Alla luce di tali precisazioni, la notificazione/comunicazione all’indirizzo p.e.c. della parte non può essere equiparata alla consegna a mani proprie del destinatario (laddove ciò sia previsto, dalla disciplina vigente, al fine di superare irregolarità o vizi procedurali) proprio in considerazione della maggiore garanzia di coinvolgimento personale e di conoscenza effettiva della ricezione dell’atto che il legislatore vuole assicurare con la consegna ‘a mani proprie’.

Va, dunque, affermato il seguente principio di diritto: “Nel processo tributario, qualora la parte non abbia indicato negli atti il proprio indirizzo p. e. c. valevole per le comunicazioni e notificazioni come domicilio eletto ex art.16 bis, ultimo comma, del d.lgs. n. 546 del 1992 ed abbia eletto domicilio presso il proprio difensore, la comunicazione della data di udienza ai sensi dell’art. 31 del d.lgs. cit. avvenuta direttamente al suo indirizzo p.e.c. non integra la consegna a mani proprie che l’art. 17 del d.lgs. n. 546 del 1992 fa sempre salva”.

Alla luce di tale principio – ed essendo pacifico in causa che il difensore pretermesso non partecipò all’udienza in appello – il primo motivo di ricorso deve essere accolto e la sentenza cassata con rinvio alla Corte di Giustizia Tributaria di secondo grado del Lazio affinché provveda alla rinnovazione del giudizio nullo, provvedendo anche sulle spese del presente giudizio.

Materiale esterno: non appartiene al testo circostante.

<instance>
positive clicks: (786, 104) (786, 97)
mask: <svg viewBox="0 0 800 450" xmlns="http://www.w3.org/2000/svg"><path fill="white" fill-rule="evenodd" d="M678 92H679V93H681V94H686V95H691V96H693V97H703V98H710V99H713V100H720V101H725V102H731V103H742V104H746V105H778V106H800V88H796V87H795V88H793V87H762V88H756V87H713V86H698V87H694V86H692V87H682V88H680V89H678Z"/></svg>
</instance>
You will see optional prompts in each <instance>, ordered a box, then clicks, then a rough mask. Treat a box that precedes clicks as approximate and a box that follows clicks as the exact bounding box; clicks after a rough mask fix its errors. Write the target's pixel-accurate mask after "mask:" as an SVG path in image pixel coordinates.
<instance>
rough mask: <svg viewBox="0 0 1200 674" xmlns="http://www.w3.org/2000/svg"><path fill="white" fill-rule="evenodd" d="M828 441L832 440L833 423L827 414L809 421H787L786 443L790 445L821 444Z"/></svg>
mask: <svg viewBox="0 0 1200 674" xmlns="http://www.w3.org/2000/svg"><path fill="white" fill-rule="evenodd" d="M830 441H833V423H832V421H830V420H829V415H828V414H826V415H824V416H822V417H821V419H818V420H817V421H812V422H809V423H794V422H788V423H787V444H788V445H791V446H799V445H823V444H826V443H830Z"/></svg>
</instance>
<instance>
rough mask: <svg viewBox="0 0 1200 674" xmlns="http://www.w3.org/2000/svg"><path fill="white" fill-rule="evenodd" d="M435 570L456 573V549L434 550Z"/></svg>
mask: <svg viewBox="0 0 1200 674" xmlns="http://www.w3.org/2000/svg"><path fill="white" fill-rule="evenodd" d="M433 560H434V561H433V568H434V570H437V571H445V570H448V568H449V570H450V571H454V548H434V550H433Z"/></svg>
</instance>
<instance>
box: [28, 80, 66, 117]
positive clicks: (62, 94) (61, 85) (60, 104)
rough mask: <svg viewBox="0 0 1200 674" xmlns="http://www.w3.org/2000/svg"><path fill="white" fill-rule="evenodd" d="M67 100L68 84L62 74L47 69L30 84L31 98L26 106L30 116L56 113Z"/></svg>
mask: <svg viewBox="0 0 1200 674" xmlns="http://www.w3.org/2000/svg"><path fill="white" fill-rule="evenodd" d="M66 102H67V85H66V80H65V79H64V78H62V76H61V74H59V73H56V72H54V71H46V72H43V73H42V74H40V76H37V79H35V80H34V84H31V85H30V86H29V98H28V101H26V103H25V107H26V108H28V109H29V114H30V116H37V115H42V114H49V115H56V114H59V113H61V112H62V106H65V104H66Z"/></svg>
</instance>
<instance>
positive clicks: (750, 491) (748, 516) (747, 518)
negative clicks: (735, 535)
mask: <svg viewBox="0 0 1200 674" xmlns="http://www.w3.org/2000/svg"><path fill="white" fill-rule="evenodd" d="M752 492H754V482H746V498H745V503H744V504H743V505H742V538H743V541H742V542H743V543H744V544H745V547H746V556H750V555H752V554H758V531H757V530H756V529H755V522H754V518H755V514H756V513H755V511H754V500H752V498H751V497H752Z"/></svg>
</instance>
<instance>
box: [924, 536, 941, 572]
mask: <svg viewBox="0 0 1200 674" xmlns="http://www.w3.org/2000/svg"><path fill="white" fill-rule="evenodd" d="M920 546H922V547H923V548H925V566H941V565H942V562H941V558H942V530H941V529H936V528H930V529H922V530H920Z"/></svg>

Ogni altro motivo e questione restano assorbiti.

P.Q.M.

Accoglie il primo motivo di ricorso, assorbiti gli altri; cassa la sentenza impugnata e rinvia, anche ai fini della regolamentazione delle spese del presente giudizio di legittimità, alla Corte di Giustizia Tributaria di secondo grado del Lazio, in diversa composizione.